America’s internet community is in the middle of a battle over net neutrality: the right to keep the internet open, unregulated and free. Presently a law erected under the Obama government, dubbed Title II, forbids any ISP from controlling the way Americans consume the net. But the Federal Communications Committee is looking to overthrow net neutrality and give ISPs unprecedented powers. Despite losing an initial 12th of July vote, the FCC has another chance to pass its motion at an upcoming December 14 meeting.
FCC’s efforts are spearheaded by Ajit Pai, who has deemed Title II “heavy handed”. Pai believes the internet isn’t as free or open as its claimed. “Now look: I love Twitter. But let’s not kid ourselves,” Pai said, “when it comes to a free and open Internet, Twitter is a part of the problem. The company has a viewpoint and uses that viewpoint to discriminate.”
Pai believes increased regulation will create better competition between ISPs, and give consumers a better deal. But his stance has drawn the ire of prominent businesses. During the July vote, a Day of Action was created, a nationwide push to keep net neutrality alive. More than 100,000 advocates joined forces – including Reddit, Netflix and Airbnb .
Ironically, three internet giants who have long been bastions of net neutrality were noticeably muted in their support of the Day of Action.
Google wrote a blog post and sent an email to Day of Action members; people who were already cognizant of and interested in the subject.
Facebook arguably took a stronger position. Mark Zuckerberg wrote a short Facebook post that argued for a free and open internet. It must be said that he didn’t use the abundance of social tools at his disposal to amplify this veiwpoint.
Last but not least, Amazon opted for a tiny banner split between its ads. Not a great effort.

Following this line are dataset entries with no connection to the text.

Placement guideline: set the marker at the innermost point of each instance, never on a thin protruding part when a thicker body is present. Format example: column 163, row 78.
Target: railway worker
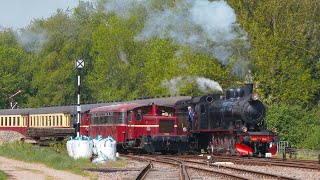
column 190, row 116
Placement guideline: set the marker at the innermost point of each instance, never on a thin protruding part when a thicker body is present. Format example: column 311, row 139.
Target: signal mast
column 14, row 105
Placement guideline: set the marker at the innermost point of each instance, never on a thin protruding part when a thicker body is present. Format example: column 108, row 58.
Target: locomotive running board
column 243, row 149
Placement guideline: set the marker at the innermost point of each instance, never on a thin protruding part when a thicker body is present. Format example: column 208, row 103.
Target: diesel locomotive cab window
column 166, row 126
column 121, row 117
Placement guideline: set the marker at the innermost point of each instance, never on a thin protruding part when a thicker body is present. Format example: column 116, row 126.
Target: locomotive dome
column 253, row 112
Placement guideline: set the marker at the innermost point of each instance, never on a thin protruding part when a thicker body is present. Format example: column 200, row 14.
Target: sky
column 19, row 13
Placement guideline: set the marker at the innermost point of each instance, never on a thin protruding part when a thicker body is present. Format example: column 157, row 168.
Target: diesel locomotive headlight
column 255, row 96
column 184, row 129
column 244, row 129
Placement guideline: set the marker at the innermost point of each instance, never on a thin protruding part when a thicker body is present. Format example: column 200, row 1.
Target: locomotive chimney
column 154, row 109
column 248, row 89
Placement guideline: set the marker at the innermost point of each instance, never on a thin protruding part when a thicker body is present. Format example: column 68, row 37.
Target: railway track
column 210, row 170
column 162, row 167
column 155, row 171
column 271, row 162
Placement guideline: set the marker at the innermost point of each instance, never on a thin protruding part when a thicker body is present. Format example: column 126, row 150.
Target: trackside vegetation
column 51, row 158
column 146, row 49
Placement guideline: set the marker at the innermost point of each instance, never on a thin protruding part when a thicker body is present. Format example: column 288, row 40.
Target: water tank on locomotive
column 240, row 108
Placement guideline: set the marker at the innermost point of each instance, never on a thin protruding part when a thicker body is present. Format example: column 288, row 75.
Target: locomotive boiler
column 232, row 123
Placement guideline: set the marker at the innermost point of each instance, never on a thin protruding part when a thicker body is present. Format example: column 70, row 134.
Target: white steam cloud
column 206, row 26
column 205, row 85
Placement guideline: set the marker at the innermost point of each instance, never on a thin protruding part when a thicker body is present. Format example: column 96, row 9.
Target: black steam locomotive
column 231, row 123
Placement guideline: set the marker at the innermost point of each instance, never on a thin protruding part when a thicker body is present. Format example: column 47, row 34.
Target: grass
column 3, row 176
column 52, row 158
column 298, row 157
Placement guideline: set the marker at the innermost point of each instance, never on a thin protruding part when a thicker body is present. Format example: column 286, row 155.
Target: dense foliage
column 277, row 40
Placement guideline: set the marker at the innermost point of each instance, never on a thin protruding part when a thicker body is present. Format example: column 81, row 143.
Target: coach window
column 121, row 117
column 139, row 115
column 130, row 116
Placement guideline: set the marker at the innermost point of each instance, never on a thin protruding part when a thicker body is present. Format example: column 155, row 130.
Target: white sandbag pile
column 80, row 147
column 105, row 149
column 85, row 147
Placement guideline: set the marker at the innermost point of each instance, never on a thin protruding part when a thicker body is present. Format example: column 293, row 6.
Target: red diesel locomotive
column 150, row 128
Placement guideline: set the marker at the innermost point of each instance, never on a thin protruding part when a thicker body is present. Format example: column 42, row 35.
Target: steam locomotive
column 230, row 124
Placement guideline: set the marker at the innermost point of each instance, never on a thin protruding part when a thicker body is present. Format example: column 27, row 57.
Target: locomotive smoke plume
column 205, row 85
column 205, row 26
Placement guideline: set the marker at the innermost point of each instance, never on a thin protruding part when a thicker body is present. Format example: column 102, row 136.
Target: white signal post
column 79, row 66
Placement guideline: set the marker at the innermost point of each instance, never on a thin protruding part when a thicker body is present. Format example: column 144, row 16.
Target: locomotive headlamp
column 244, row 129
column 255, row 96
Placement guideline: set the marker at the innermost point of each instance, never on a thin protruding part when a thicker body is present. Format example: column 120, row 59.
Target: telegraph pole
column 79, row 66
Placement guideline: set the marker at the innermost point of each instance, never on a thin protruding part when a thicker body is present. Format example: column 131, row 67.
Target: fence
column 285, row 149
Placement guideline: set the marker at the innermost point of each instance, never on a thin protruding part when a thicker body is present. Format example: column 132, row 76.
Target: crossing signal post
column 79, row 66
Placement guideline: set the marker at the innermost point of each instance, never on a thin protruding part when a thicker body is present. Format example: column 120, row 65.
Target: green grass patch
column 57, row 160
column 3, row 175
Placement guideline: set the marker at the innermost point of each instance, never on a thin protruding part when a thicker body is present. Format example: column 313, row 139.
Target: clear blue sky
column 19, row 13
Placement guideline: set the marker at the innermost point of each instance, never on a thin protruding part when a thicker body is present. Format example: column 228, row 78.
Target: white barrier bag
column 82, row 148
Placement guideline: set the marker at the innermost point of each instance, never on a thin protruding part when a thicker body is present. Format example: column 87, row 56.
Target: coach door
column 130, row 126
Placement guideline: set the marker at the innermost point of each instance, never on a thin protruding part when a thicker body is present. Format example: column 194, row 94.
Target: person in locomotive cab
column 190, row 116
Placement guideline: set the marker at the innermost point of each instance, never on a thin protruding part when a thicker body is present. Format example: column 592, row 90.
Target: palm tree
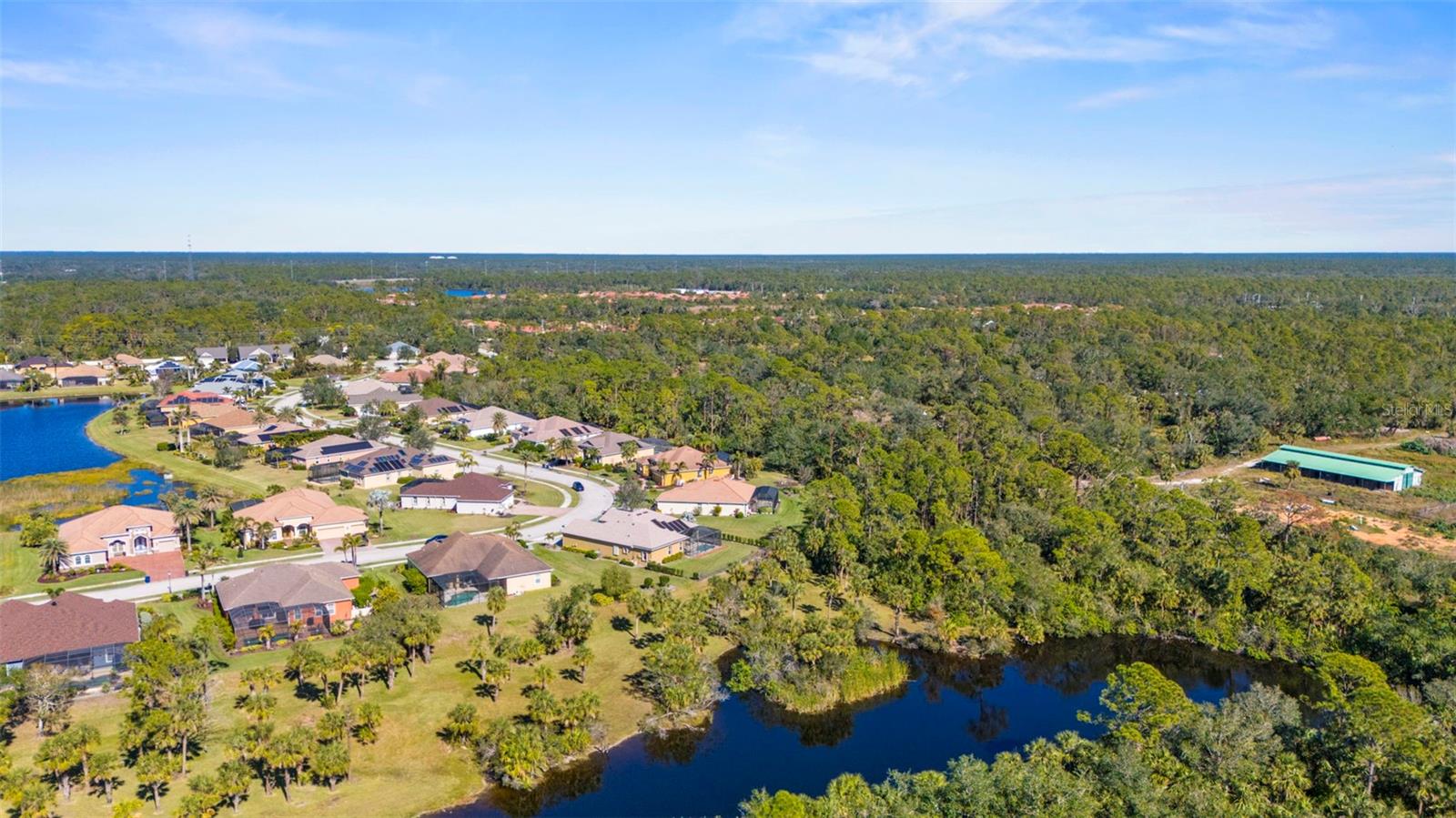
column 211, row 498
column 628, row 450
column 564, row 449
column 494, row 604
column 204, row 556
column 529, row 456
column 55, row 552
column 379, row 500
column 187, row 512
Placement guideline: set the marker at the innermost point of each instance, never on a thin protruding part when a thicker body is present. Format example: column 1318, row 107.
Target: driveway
column 590, row 502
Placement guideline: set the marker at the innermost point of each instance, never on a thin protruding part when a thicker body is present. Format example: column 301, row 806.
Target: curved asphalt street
column 590, row 502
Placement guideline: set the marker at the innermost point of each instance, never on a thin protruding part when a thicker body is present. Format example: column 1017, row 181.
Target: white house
column 468, row 494
column 118, row 531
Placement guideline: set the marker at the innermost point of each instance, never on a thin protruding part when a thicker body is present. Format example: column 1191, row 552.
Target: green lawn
column 715, row 560
column 408, row 771
column 73, row 392
column 21, row 570
column 757, row 526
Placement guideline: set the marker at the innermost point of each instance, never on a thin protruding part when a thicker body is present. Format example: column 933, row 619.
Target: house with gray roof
column 642, row 536
column 290, row 597
column 463, row 567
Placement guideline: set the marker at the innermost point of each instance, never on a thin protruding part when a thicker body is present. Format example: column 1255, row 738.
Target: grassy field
column 720, row 560
column 21, row 570
column 410, row 771
column 63, row 494
column 73, row 392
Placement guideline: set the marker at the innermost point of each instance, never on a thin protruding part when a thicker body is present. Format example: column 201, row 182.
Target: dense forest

One explanation for this is that since 2014, Google and Facbook alone have increased their market share and now account for more than 70% of all internet traffic. By working with the FCC, these internet giants could easily increase their revenue and wipe out competitors. Imagine a world in which they strike up agreements with ISPs and lock you in to their service. Imagine a world where the content you like is throttled because your ISP doesn't have a deal with content provider. It’s the very definition of anti-competitive.
Plus, with Google’s push to become a part of our everyday home life – AI, gadgets and more – what would stop the search engine giant invading our homes further?
Pai is attempting to regulate an open market pitched on a delicate tightrope. If you’re committed to keeping net neutrality alive and well in the US, keep your eyes peeled for next month’s vote.